To blog opowiada o mojej końskiej pasji. Piszę tu o koniach i jeździectwie, mojej wielkiej miłości, o figurkach koni, które zbieram, marki Schleich-S... niemal o wszystkim, co jest związane z końmi.
Zapraszam do czytania!

środa, 16 października 2013

Sierpniowe niebo

Cześć Kochani!

Dzisiejszy temat jest trochę mniej koński, albowiem powiem co nieco o II Wojnie Światowej. Nie będę dłużej o tym opowiadać, gdyż zakładam iż każdy z Was zna te historie.
Dzisiejszy dzień jest dla mnie dość specjalny, gdyż po pierwsze - pisałam jeden bardzo ważny sprawdzian, a po drugie - poszłam ze szkołą na film "Sierpniowe niebo: 63 dni chwały". Pewnie już nieraz słyszeliście o tym filmie i podejrzewam, że może to Was nieco wkurzać, ale o przodkach trzeba pamiętać.
Gdy dzisiaj rozmawiałam z koleżanką o tym i zdziwiłam się, gdy mi powiedziała, że nie ma ochoty iść na ten film.
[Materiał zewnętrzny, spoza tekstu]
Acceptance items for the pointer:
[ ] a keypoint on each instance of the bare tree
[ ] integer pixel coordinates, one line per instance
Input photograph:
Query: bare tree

Zapytałam się więc, dlaczego. Odpowiedź była szokująca. Nie będę o niej pisać, bo nie chcę opowiadać o rodzinie mojej koleżanki bez jej zgody. Ale nawet jej pradziadek to ważna osoba w naszej historii.
Powiem szczerze, że mój pradziadek co prawda nie brał udziału w powstaniu, ale za to walczył w czasie II Wojny jako ułan, podobnie jak inni moi pradziadkowie (choć oni już ułanami to nie byli). Wiem więc, co czuła.
Czasem myślę o moich przodkach.Często zastanawiam się, dlaczego panikuję w takich banalnych sytuacjach, kiedy oni byli jakoś w stanie przetrwać II Wojnę Światową i komunę.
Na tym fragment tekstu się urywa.